I seem to recall a previous Labour Prime Minister's guarantee that no Australian child would live in poverty by 1990. That guarantee was foolish because the manifold causes of poverty were never within the power of a federal government to eradicate. They amount mainly to failings and shortcomings within the people themselves. Simply throwing money at those people didn't help because it so often went on booze, smokes and gambling while children went bare-footed and hungry. Furthermore, the Labour party's insistance on lavishing those people with sympathy in order to secure their votes guaranteed that they would resist change, believing instead that increasing amounts of easy money flung their way was an entitlement. Hence, rather than freeing children from poverty, Bob Hawke succeeded only at sentencing far more children to it.

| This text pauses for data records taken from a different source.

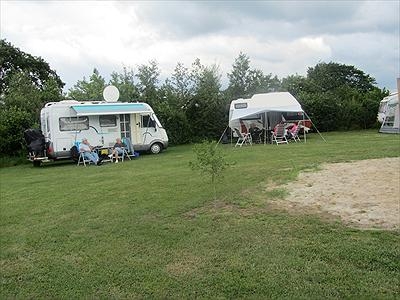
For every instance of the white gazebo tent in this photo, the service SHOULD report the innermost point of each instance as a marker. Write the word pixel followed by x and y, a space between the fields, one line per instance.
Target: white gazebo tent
pixel 267 109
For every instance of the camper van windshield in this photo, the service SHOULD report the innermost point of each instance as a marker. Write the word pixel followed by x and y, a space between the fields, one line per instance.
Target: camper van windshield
pixel 108 120
pixel 74 123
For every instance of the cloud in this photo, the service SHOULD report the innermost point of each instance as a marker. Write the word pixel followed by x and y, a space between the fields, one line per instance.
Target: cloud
pixel 280 37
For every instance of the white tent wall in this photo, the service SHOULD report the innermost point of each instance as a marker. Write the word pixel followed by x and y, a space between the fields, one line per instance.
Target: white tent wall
pixel 266 109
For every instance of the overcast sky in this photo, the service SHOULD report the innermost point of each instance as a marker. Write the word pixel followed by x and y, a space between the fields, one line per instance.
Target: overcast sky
pixel 280 37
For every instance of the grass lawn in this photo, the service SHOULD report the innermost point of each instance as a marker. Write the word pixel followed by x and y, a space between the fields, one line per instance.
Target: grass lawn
pixel 150 228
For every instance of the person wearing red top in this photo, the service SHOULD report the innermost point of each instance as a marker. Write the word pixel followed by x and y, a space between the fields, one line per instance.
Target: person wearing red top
pixel 243 128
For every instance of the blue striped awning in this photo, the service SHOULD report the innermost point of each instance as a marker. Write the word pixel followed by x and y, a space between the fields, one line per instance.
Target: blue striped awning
pixel 110 109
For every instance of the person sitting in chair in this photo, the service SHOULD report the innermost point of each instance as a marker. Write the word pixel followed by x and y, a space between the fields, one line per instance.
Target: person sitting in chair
pixel 291 131
pixel 118 149
pixel 88 152
pixel 243 128
pixel 255 133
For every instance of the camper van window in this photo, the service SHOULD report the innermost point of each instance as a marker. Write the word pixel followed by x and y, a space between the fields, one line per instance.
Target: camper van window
pixel 125 125
pixel 74 123
pixel 108 121
pixel 147 121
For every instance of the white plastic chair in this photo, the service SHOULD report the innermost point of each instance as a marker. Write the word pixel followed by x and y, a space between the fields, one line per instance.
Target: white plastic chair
pixel 278 136
pixel 243 138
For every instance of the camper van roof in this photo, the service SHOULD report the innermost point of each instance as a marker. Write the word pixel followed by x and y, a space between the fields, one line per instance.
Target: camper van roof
pixel 110 108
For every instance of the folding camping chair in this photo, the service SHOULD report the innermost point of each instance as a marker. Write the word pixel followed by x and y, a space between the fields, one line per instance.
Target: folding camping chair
pixel 81 158
pixel 295 134
pixel 128 151
pixel 278 135
pixel 243 138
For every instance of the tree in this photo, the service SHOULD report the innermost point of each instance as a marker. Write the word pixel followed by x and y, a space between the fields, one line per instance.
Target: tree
pixel 244 82
pixel 148 81
pixel 126 85
pixel 14 61
pixel 337 96
pixel 205 111
pixel 210 162
pixel 26 84
pixel 329 76
pixel 239 77
pixel 88 90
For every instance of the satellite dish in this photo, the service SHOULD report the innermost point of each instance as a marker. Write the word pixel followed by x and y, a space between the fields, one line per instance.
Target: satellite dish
pixel 110 94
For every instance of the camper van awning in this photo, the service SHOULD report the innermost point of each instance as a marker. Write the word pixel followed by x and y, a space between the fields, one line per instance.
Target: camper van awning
pixel 263 103
pixel 110 109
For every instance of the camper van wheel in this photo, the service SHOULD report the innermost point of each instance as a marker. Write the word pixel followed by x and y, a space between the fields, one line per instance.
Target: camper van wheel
pixel 37 163
pixel 156 148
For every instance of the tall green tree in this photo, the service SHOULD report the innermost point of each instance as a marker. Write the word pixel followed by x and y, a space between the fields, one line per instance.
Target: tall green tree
pixel 14 61
pixel 335 95
pixel 125 82
pixel 148 83
pixel 244 81
pixel 26 84
pixel 205 111
pixel 88 90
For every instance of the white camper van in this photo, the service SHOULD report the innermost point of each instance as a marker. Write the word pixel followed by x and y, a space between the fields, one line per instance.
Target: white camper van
pixel 66 122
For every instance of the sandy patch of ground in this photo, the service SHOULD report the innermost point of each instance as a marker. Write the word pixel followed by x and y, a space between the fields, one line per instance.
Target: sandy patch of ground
pixel 364 194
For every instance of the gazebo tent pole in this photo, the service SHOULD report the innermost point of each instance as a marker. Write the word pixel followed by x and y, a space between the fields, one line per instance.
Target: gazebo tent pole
pixel 304 131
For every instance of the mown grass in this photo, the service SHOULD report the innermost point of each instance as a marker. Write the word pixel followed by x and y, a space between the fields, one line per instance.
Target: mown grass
pixel 150 228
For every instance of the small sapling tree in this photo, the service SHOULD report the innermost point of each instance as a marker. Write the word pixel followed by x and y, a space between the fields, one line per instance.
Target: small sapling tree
pixel 210 162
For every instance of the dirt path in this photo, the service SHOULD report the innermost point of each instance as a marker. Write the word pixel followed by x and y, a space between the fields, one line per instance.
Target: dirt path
pixel 364 194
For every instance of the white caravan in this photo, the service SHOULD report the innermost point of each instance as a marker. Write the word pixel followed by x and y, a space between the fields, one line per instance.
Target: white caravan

Likewise, it is doubtful whether Aborigines living the lives they do in remote communities can enjoy equivalent health benefits with the rest of Australians simply because their current lifestyles don't appear to allow for it. Dramatic changes need to occur within the people themselves. Do the government's new declarations mandate those changes? Obviously not.
I certainly hope to see dramatic improvement in the living standards, health standards and life expectancies of Aborigines. I agree with the spending of large amounts of money to help them, but I am mindful of the fact that vast amounts of money have already been spent, yet they remain in a dismal state. That suggests that there are roadblocks that cannot be removed by money alone. As with childhood poverty, those roadblocks may not be within the power of a federal government to remove.